Sampling Time Series Rasters

A common step in building species habitat models, characterizing fishing effort, and conducting other analyses involving point data is obtaining the values of images of remotely-sensed environmental variables for the points. For static variables such as bathymetry, this job is simple: you overlay the points on the image and extract the image values beneath the points. This procedure is called sampling.

Images of static variables can be easily sampled using the  Sample and  Extract Values to Points tools included in the ArcGIS  Spatial Analyst extension. Both tools take a point feature class and a raster as inputs. The Sample tool outputs a table of the sampled values, while Extract Values to Points outputs a new point feature class with an additional column containing the sampled values.

But many variables are dynamic, with new images published monthly, daily or even hourly.

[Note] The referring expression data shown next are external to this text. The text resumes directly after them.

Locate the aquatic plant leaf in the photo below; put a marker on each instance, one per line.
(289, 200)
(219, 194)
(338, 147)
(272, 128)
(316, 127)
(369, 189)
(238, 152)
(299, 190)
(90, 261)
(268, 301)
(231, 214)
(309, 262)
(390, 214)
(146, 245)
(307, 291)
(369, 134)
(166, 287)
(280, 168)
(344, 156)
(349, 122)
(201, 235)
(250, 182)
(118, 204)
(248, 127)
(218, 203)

These are called time series data. For these variables, the job is much harder: you must match up points and images by date, and then run one sampling operation for each date. For example, you might have observations of animals made over all the months of a three year period, and want to obtain the mean sea surface temperature (SST) for the month each observation was made. This would require 36 sample operations: one for each month of the three years of your study. Implementing this in the ArcGIS model builder using the Spatial Analyst tools requires significant cutting and pasting or some clever logic with the looping capability introduced in ArcIGS 9.2. In this example, we show how to quickly automate this procedure using the  MGET Sample Rasters Listed in Fields tool.

MGET can now sample certain popular products directly

Since we first wrote this example, we have developed a number of tools that can sample popular products directly. These tools completely automate the steps necessary to extract values of those products for a set of points. When possible, these tools interact with the original data provider's server using the OPeNDAP protocol, minimizing the bandwidth needed complete the sampling. When that is not possible, the tools automatically download, convert, and sample HDF or netCDF files from the provider's HTTP or FTP server.

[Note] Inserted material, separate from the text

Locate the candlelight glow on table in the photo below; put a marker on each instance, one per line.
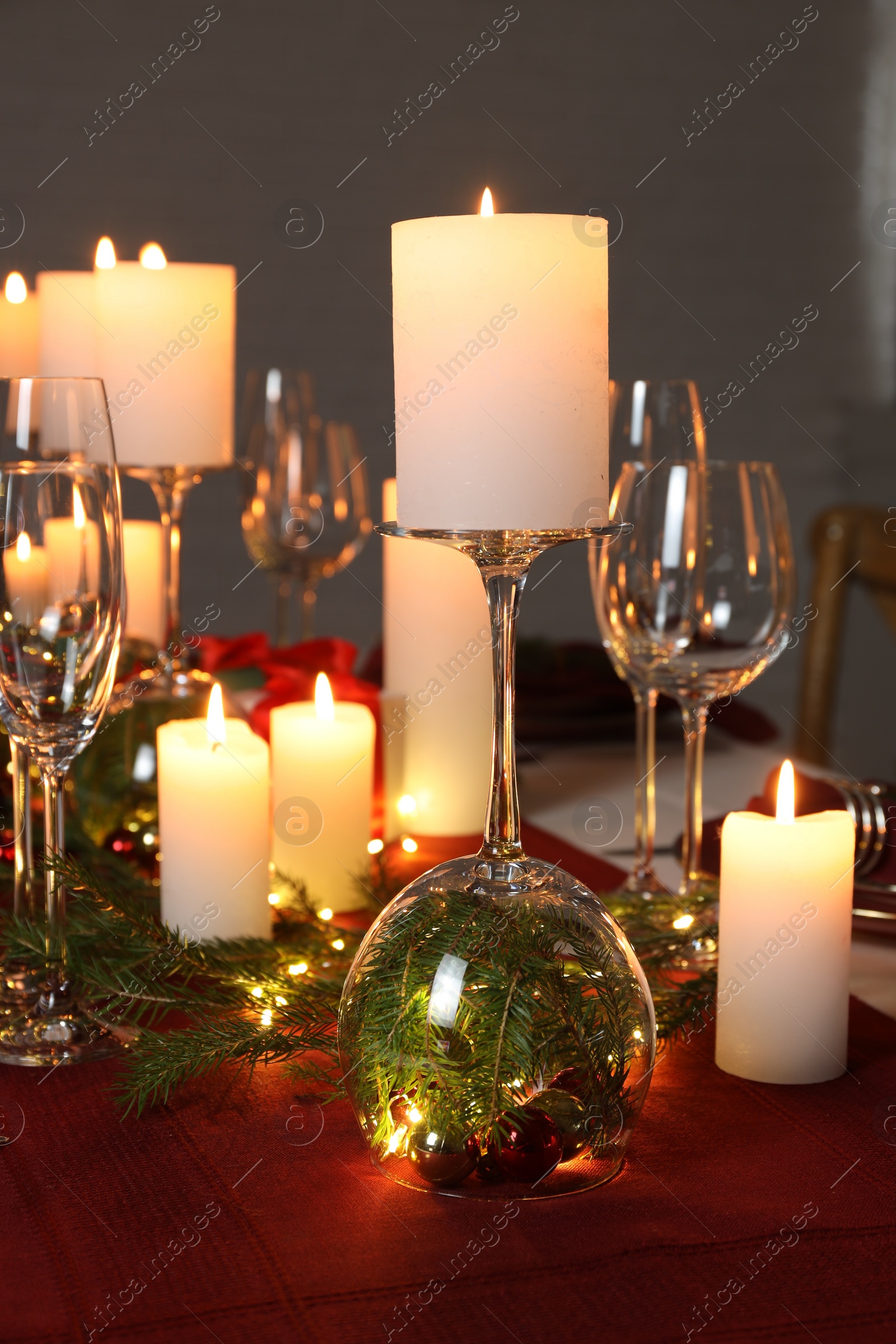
(323, 788)
(214, 825)
(785, 924)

Before you proceed with manually downloading, converting, and sampling the files, we suggest to check whether MGET already has a sampling tool designed for your product of interest. These tools are available under the Data Products node of the MGET toolbox. Look for tools beginning with the word Interpolate. Here are a few examples:

This list is incomplete, so of you do not see the product you're interested in, be sure you check the Data Products node before resorting to manually downloading, converting, and sampling your product. Assuming you need to do that, the rest of this page describes the procedure using AVHRR Pathfinder version 5 SST data (MGET can sample it directly, but we use it as an example because many people are familiar with it).

The example scenario

In this example, we obtain daily SST values for point locations of sea turtles tracked off the east coast of the United States using the  Argos telemetry system during the month of December, 2003. The turtles were fitted with radio transmitters that broadcast to satellites overhead when the turtles surfaced, and the satellites estimated and recorded the positions of the transmitters. Thanks to Catherine McClellan for making the data available for this example.

The points

For this example, I deleted all of the fields in Catherine's original data other than PointDate, which is the date the turtle was observed at that location by Argos. The points' locations (stored by ArcGIS in the Shape field) and dates are the only attributes needed to perform the sampling. The points use the WGS 1984 geographic coordinate system.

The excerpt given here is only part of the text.